При работе с человеком, живущим с диагнозом неизлечимой болезни, аналитик неизбежно вовлекается в каждодневные переживания пациента, связанные с надеждой, страхом и сомнениями по поводу течения этого заболевания, и на последних стадиях анализ происходит при полном знании того, что исходом будет смерть. Это необычная ситуация, и связанный с ней материал необходимо обрабатывать по возможности в рамках динамики терапевтических отношений. В этой ситуации, быть может, в большей степени, чем в любой другой, внимание к материалу внутреннего мира опосредуется сознанием реальности внешней ситуации. Это приводит к вопросу о том, что может рассматриваться как психотерапевтическое вмешательство, когда пациенту осталось жить ограниченное время. Психотерапевты, столкнувшиеся в своей работе с умирающим пациентом, могут вполне обоснованно сетовать на то, что этот вопрос не рассматривался в их обучении, так как он относится к одной из тех областей, которые вызывают мало интереса, пока эта тема, нередко сама собой, не возникает во врачебном кабинете. Этого вопроса, как и рассуждений о самой смерти, стараются избегать, пока не настает день, когда такое рассмотрение становится неизбежным.
Когда возникает угроза надвигающейся смерти, может произойти констелляция связи перенос – контрперенос в особенно интенсивной форме (Schaverien, 1999a). Пациент и аналитик как бы оказываются в плену у могучего архетипического состояния, вызванного надвигающейся смертью. Растения перед увяданием разбрасывают семена в последнем усилии возрождения, словно креативный процесс на последних стадиях жизни интенсифицируется. И, похоже, что-то внутри пациента аналогичным образом бессознательно реагирует на критическую ситуацию. Жизненная сила, по-видимому, усиливается, процесс индивидуации ускоряется, и психика, движимая бессознательным пониманием неминуемого конца жизни, изменяет порядок приоритетов. Нечто похожее наблюдала и Гордон (Gordon, 1971), когда устанавливала связь между креативным процессом и умиранием в своем подробном исследовании символических аспектов смерти и возрождения в различных культурах. Точно так же, проводя анализ пожилой пациентки, Вартон (Wharton, 1996, p. 36) была «поражена стремлением по-настоящему жить, когда приближалась смерть». Файнсилвер (Feinsilver, 1998), работавшая с женщиной, анализ которой продолжался до дня, предшествовавшего ее смерти, пишет, что в течение последних месяцев «она вступила в… стадию замечательной мобилизации проблем переноса наряду с поразительной способностью анализировать то, что произошло» (там же, р. 1146). Очевидно, эта интенсификация процесса – не такое уж редкое явление, и она может отчасти объяснить то особое положение, которое обретают некоторые такие пациенты в рабочей жизни их аналитиков.

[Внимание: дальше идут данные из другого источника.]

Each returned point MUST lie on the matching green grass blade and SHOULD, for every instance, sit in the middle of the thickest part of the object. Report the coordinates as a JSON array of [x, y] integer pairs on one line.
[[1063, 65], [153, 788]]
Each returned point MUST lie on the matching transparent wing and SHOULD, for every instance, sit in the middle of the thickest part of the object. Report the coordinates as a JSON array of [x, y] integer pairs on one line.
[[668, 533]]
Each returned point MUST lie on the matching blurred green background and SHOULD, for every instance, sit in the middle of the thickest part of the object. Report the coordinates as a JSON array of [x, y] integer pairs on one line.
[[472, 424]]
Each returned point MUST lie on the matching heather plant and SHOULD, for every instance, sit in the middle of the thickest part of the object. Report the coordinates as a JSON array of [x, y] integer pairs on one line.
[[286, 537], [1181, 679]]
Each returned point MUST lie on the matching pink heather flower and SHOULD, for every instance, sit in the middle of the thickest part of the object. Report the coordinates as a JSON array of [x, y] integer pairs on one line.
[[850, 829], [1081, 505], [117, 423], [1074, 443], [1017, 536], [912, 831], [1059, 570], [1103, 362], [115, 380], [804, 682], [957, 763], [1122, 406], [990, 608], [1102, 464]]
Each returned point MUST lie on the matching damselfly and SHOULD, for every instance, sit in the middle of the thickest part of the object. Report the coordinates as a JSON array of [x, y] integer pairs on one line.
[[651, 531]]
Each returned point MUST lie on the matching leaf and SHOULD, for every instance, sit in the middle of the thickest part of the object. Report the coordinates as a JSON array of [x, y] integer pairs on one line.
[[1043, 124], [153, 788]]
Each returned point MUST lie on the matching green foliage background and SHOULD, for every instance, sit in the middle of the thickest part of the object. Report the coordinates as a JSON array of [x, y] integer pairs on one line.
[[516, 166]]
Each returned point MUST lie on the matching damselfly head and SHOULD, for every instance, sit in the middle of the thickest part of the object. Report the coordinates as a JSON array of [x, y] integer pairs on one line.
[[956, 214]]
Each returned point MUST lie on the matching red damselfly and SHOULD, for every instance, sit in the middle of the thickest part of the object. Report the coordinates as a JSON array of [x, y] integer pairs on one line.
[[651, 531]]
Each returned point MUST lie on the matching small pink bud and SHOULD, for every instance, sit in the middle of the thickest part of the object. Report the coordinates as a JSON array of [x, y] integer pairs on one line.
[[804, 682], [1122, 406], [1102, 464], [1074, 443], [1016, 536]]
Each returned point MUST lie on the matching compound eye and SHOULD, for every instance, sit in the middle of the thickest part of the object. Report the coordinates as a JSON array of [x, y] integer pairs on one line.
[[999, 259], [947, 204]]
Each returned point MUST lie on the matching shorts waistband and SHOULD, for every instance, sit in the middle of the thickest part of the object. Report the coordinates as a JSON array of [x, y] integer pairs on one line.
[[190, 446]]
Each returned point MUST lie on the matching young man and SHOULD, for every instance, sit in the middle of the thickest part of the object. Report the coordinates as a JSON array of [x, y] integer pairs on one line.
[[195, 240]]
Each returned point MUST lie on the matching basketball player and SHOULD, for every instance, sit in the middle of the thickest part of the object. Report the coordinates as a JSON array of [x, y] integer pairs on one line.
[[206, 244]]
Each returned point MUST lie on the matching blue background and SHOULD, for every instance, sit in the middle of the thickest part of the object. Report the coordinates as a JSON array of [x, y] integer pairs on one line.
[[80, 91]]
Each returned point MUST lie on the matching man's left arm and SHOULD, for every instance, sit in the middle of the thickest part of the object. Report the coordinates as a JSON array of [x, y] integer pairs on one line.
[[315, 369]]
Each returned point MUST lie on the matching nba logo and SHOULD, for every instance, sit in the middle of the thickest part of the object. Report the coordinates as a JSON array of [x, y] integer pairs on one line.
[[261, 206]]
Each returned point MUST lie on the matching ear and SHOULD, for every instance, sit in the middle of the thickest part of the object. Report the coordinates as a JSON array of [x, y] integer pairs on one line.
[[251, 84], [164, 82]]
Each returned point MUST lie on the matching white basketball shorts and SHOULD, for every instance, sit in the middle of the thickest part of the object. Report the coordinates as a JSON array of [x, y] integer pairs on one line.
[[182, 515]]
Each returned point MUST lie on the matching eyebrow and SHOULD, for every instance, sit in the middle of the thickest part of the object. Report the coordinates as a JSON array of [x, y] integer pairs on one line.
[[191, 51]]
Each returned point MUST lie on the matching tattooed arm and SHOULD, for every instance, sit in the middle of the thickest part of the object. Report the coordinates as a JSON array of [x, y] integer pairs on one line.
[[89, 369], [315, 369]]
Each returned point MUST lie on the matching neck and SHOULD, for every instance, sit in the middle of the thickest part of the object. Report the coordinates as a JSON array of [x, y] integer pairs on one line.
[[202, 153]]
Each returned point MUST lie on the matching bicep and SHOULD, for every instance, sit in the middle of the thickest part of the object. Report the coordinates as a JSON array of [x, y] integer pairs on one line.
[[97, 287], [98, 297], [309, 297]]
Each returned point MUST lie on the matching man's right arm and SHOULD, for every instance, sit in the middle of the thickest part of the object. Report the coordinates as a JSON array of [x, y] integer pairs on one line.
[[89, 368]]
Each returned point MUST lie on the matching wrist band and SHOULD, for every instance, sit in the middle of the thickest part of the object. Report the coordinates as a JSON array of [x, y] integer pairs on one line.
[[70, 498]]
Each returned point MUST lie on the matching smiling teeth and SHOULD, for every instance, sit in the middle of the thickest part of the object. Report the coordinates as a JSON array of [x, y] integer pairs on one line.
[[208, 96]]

Центральное место в этой книге занимает один пример, который, очевидно, не является уникальным. Я наблюдала аналогичные переживания и у своих коллег, и, по-видимому, те, кто взялся писать о психотерапевтической работе с умирающим, были глубоко тронуты этими переживаниями. Не все смертельно больные люди вызывали у аналитика подобные сильные чувства, но некоторые из них, – возможно, те, которые нуждались в компенсации непрожитых аспектов жизни, – по-видимому, вовлекли аналитика в почти непреодолимый процесс.